The Adventure Capital of the Caribbean




How did Cabarete become the Adventure Capital of the Caribbean? In 1984 French Canadian windsurfer, Jean Laport, embarked on a mission to find wind in the Dominican Republic. On his search, he just so happened to stop by a roadside stand for a beer on his way to Sosúa. He and his friend went to go check out the beach and it was blowing an ideal 15 knots! Having sailed in all types of conditions, Laport knew immediately that he had found his spot with some of the best conditions he could have imagined. Perfect windsurfing conditions with the consistent onshore afternoon breeze, combined with the warm, welcoming locals and a carefree vibe, Laport quickly put down roots and opened up Cabarete’s first windsurfing school.


Over the years people got word and the town began to grow, attracting diverse residents from all over the Dominican Republic and Haiti and the world. The town was established as a windsurfing mecca by the mid-1990s and more entrepreneurs flocked to Cabarete to set up shop. Local businesses flourished and within a few years, there were hotels, restaurants, banks and many new residents that came together to establish some law and order and officially put Cabarete on the map. Interesting fact, the town of Cabarete didn’t have a mayor until 2005! Some of Cabarete’s oldest local families are still in the same neighborhood or barrio after all these years. Despite so much change, the best things have stayed the same.


  • The first bank in town was a man named Saul, who sat under a coco tree with a big bag of cash, a gun and a smile. He was happy to give you the best rate in town!


  • At a town meeting, some business owners were concerned that storefronts opposite the beach side of the road would be hidden from tourists as traffic increased and large trucks began to park frequently in town. It was decided that parking would only be permitted on the beach side of the street so that businesses would be visible on the other side of the road and people would be encouraged to develop the prime real estate.
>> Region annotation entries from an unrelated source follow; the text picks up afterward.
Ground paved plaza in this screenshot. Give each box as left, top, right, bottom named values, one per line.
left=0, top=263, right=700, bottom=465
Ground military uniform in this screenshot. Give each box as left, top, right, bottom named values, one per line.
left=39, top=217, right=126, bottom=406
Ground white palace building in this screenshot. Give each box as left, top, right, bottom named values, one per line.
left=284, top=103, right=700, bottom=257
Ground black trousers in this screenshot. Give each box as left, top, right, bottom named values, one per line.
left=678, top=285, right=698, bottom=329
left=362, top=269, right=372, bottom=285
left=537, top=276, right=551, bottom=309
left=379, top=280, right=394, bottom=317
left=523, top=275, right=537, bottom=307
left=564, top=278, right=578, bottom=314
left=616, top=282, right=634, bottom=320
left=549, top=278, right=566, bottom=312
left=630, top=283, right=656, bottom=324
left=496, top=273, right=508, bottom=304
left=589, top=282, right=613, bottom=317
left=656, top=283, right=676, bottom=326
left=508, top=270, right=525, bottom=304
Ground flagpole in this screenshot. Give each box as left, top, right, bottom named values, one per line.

All in all, it was a productive meeting!


  • If you get stuck in a tapón or traffic jam, it’s because the main road was never built wide enough to handle constant two way traffic and someone has likely ignored the rule and parked on the wrong side of the road. The good news – bad parking slows traffic and improves safety as cars can no longer go 50 miles an hour through downtown like it was 1995!


  • Did you know that a section of Cabarete Beach is actually called Bozo Beach? Between Bahía de Arena and Ocean Dream is the area where “bozo” windsurfers ended up who got blown down wind.


  • Cabarete got its very first stoplight in 2016! We’re still getting the hang of it so always proceed with caution.


  • Brugal himself was a regular. The owner of the famous rum company, Don Andres Brugal played Dominoes every Saturday in Cabarete with the old timers for more than 40 years until he was 90 years old.


  • The population of Cabarete has exploded from 2,000 to 17,000 in 25 years.


  • Cabarete still does not have a full time high school. Students either take night classes or travel to neighboring towns. There was only one school in town that went up to 8th grade until the year 2001.